Exxon's Solid 2013 Positions It Well for The Near-Term Future

Mutual fund investors who managed to avoid the global, integrated oil companies in the fourth quarter did well, and those who bought oil field services companies improved their performance relative to benchmarks. But, as prosaic and unloved as these companies (Exxon Mobil, Chevron, Shell, Total, and BP) are, they will be important to global development and to portfolios in the future.

Value oriented investors tended to take positions in Chevron, which has awakened to the importance of returns on capital for growth and portfolio management in the future.  If their returns improve, their stock should do well, since it is relatively cheaper than Exxon.

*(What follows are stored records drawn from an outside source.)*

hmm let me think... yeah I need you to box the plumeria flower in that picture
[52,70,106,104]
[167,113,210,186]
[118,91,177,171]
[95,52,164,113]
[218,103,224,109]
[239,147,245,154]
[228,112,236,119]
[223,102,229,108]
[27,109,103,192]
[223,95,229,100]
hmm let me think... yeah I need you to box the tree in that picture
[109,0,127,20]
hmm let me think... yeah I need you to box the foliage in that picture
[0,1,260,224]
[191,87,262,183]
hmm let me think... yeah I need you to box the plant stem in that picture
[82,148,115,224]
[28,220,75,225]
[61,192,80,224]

Exxon's 2013 after-tax earnings from Upstream activities were $26,841 million, down about $3 billion from 2012.  This decline was driven by foreign operations with after-tax earnings of $22,650 million, down $3 billion from 2012.  U.S. operations had a good year. Higher gas realizations ($4.60/kcf vs.$3.90/kcf worldwide) were offset by lower realizations on petroleum liquids; the net increment to earnings was $390 million. Adjusted production was flat.

Upstream activities generated a return on average capital employed of 17.5%, with average capital employed at $152,969 million and capital expenditures of $38,321 million.  The portfolio mix of projects coming on stream around the world (six major projects including the Kearl Athabasca tar sands project in Canada) is well balanced from fuels, geography, and technology viewpoints.

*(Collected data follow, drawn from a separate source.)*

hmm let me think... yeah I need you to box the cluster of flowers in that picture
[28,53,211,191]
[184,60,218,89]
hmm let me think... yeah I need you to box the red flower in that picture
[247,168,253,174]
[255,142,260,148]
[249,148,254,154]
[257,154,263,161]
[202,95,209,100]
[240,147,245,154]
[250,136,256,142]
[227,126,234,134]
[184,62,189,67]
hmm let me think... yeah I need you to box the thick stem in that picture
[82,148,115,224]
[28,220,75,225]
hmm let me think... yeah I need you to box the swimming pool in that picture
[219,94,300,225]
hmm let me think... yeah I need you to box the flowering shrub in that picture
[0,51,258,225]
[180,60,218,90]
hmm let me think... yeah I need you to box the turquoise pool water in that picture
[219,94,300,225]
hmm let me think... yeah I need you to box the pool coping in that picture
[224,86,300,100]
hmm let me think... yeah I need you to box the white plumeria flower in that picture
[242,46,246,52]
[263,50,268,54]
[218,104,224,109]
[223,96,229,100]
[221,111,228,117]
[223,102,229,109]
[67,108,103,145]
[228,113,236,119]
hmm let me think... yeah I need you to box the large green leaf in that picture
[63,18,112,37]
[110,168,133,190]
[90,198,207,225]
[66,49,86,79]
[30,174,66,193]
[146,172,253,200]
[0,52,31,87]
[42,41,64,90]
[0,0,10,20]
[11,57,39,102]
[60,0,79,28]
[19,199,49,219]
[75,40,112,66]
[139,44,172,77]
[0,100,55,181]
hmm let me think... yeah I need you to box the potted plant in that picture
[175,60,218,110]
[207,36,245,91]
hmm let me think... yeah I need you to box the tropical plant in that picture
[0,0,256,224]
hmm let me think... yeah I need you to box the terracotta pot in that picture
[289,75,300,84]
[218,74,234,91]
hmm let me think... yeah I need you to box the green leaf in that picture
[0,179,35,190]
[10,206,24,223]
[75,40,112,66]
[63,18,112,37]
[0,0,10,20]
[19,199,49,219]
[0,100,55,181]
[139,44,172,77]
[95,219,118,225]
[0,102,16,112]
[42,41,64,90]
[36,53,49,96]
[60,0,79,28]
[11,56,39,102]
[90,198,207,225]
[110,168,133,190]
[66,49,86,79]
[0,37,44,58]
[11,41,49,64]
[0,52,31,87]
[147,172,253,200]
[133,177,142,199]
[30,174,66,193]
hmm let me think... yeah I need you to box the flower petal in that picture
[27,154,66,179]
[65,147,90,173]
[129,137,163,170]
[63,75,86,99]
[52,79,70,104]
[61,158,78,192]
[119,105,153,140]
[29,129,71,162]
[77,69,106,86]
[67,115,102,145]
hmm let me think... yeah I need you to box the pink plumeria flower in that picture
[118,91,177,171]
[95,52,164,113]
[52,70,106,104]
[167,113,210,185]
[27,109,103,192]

Chemicals had 2013 after-tax earnings of $3,828 million, and a ROACE of 18.5%; the capital base was $20,665 million and capital expenditures were $1,832 million.  The bulk of chemical earnings, $2,755 million, came from U.S. operations, and this is where continuing opportunities for volume growth and profit improvements exist out to 2018 in the current plans.

Exxon is the largest chemical and natural gas producer in the United States.

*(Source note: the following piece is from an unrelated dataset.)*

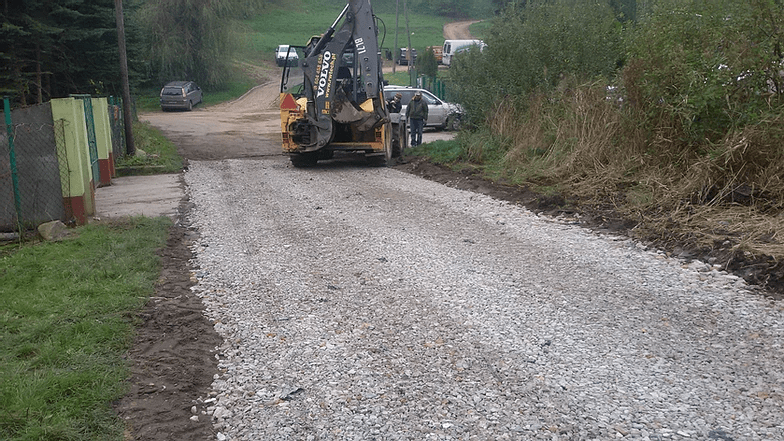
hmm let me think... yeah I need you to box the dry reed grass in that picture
[484,80,784,263]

Downstream operations, including retail gasoline operations, generated after-tax earnings of $3,449 million, with an ROACE of 14.1%.  U.S. operations generated earnings of $2,199 million in 2013. Overall, Exxon's returns on capital continue to be superior to its four peers listed above, no matter what the macroeconomic environment.

Over the next five years, the company expects oil-equivalent production from North America to grow from 32% of production currently to 35%.  Over the same period, LNG production is expected to increase to 55% of production on an oil-equivalent basis from 45% today.  Both of these mix shifts should be positive.

Exxon's $19 billion LNG project in Papua New Guinea is slated to load its first cargo in 2014.  This 6.9 million metric ton per annum project is extremely complex from the engineering, logistical and environmental management standpoints.  PNG is a difficult environment in which to get projects done, as they dithered for years on a seabed mining project, putting it though endless hoops that, along with a global recession, eventually put the project in a deep freeze.

This project's output will be primarily for export,and so it should be a great laboratory for our domestic cries to export LNG from the U.S. Exxon's project, in which it has a 33% operating stake, includes 253 miles of subsea pipelines connecting eight gas fields, with a gas conditioning plant and the liquefaction plant.  One of the real moats that Exxon has around its business is the depth and scale of engineering, procurement and project management expertise that permits it to work in all kinds of challenging physical environments.

Regulatory and compliance expense for all the global majors has been increasing much faster than revenue or profit volumes.  It is good to see the company organizing itself into nine or more cross-organizational teams to deal with global issues like Risk Assessment and Management and Incident Investigation and Analysis. This seems like a way of organizing that makes sense for the business, as opposed to checking a box required by incoherent legislation.

Despite having a robust capital spending plan and returning $25.9 billion to shareholders (the stock has a 2.6% dividend yield even after the run-up), Exxon filed a $5.5 billion shelf for a multi-part debt offering, with a AAA rating from both Moody's and from Standard and Poor's.  Proceeds will be for capital spending, acquisitions, and for refinancing of commercial paper.

A strong balance sheet along with disciplined capital utilization is a good tonic for shareholders.